Fix stable_baselines3/common/vec_env/vec_check_nan.py type hints (#1226)

qgallouedec · web-flow · commit 5549b342315a · 2022-12-22T12:24:59.000+01:00
* super() init style

* "async_step" arg to "event"; "news" to "dones"; improve docstring

* Remove vec_check_nan from mypy exclude

* Update changelog
diff --git a/docs/misc/changelog.rst b/docs/misc/changelog.rst
@@ -57,6 +57,7 @@ Others:
 - Fixed ``stable_baselines3/common/env_util.py`` type hints
 - Fixed ``stable_baselines3/common/preprocessing.py`` type hints
 - Fixed ``stable_baselines3/common/atari_wrappers.py`` type hints
+- Fixed ``stable_baselines3/common/vec_env/vec_check_nan.py`` type hints
 - Exposed modules in ``__init__.py`` with the ``__all__`` attribute (@ZikangXiong)
 - Upgraded GitHub CI/setup-python to v4 and checkout to v3
 - Set tensors construction directly on the device (~8% speed boost on GPU)
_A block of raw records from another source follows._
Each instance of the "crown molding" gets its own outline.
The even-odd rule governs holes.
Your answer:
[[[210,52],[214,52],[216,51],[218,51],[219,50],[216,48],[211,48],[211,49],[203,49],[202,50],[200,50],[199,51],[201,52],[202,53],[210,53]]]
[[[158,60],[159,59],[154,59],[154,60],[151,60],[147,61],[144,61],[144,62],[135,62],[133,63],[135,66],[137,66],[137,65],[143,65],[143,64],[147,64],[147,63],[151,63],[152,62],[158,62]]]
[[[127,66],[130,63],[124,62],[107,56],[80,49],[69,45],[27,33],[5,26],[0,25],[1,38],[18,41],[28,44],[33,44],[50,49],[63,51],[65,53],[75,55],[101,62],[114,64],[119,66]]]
diff --git a/setup.cfg b/setup.cfg
@@ -52,7 +52,6 @@ exclude = (?x)(
     | stable_baselines3/common/vec_env/stacked_observations.py$
     | stable_baselines3/common/vec_env/subproc_vec_env.py$
     | stable_baselines3/common/vec_env/util.py$
-    | stable_baselines3/common/vec_env/vec_check_nan.py$
     | stable_baselines3/common/vec_env/vec_extract_dict_obs.py$
     | stable_baselines3/common/vec_env/vec_frame_stack.py$
     | stable_baselines3/common/vec_env/vec_monitor.py$
diff --git a/stable_baselines3/common/vec_env/vec_check_nan.py b/stable_baselines3/common/vec_env/vec_check_nan.py
@@ -11,44 +11,40 @@ class VecCheckNan(VecEnvWrapper):
     allowing you to know from what the NaN of inf originated from.
 
     :param venv: the vectorized environment to wrap
-    :param raise_exception: Whether or not to raise a ValueError, instead of a UserWarning
-    :param warn_once: Whether or not to only warn once.
-    :param check_inf: Whether or not to check for +inf or -inf as well
+    :param raise_exception: Whether to raise a ValueError, instead of a UserWarning
+    :param warn_once: Whether to only warn once.
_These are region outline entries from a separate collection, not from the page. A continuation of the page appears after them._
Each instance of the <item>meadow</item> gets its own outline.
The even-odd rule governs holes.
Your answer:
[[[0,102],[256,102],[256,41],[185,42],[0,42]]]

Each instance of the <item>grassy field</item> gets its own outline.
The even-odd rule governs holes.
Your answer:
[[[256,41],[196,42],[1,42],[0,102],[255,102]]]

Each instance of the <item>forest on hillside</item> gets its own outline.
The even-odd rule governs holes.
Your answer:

+    :param check_inf: Whether to check for +inf or -inf as well
     """
 
-    def __init__(self, venv: VecEnv, raise_exception: bool = False, warn_once: bool = True, check_inf: bool = True):
-        VecEnvWrapper.__init__(self, venv)
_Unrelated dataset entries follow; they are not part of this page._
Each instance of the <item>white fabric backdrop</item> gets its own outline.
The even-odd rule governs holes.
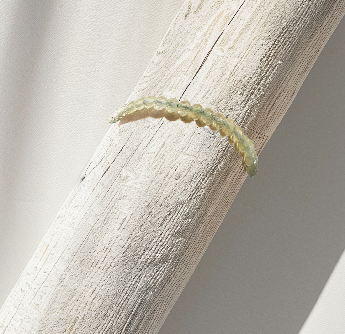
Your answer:
[[[0,305],[183,2],[0,2]],[[162,334],[300,328],[345,248],[344,32],[343,20]],[[301,334],[345,332],[344,257]]]

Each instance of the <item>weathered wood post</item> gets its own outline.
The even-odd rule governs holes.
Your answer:
[[[344,12],[344,0],[187,0],[127,101],[212,107],[259,154]],[[0,333],[156,333],[245,177],[207,128],[111,126],[3,306]]]

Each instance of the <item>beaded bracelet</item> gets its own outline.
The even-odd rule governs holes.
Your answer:
[[[204,109],[200,104],[191,105],[188,101],[179,102],[173,97],[168,100],[164,96],[147,96],[119,107],[109,116],[108,122],[116,123],[126,115],[144,108],[149,109],[152,107],[156,110],[161,110],[165,108],[168,113],[177,112],[182,116],[190,113],[191,117],[195,121],[199,120],[199,126],[208,125],[212,130],[219,130],[222,137],[228,136],[229,143],[234,144],[235,152],[239,152],[242,158],[242,165],[244,170],[247,171],[249,178],[255,175],[258,169],[258,162],[253,142],[243,134],[241,127],[235,125],[231,118],[226,119],[223,114],[215,113],[210,108]]]

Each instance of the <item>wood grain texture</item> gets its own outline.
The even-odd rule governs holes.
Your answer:
[[[212,107],[259,154],[344,12],[344,0],[187,1],[127,101]],[[2,308],[0,333],[157,333],[246,178],[240,161],[193,123],[112,126]]]

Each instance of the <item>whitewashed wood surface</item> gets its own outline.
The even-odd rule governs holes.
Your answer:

+    def __init__(self, venv: VecEnv, raise_exception: bool = False, warn_once: bool = True, check_inf: bool = True) -> None:
+        super().__init__(venv)
         self.raise_exception = raise_exception
         self.warn_once = warn_once
         self.check_inf = check_inf
-        self._actions = None
-        self._observations = None
+
         self._user_warned = False
 
-    def step_async(self, actions: np.ndarray) -> None:
-        self._check_val(async_step=True, actions=actions)
+        self._actions: np.ndarray
+        self._observations: VecEnvObs
 
+    def step_async(self, actions: np.ndarray) -> None:
+        self._check_val(event="step_async", actions=actions)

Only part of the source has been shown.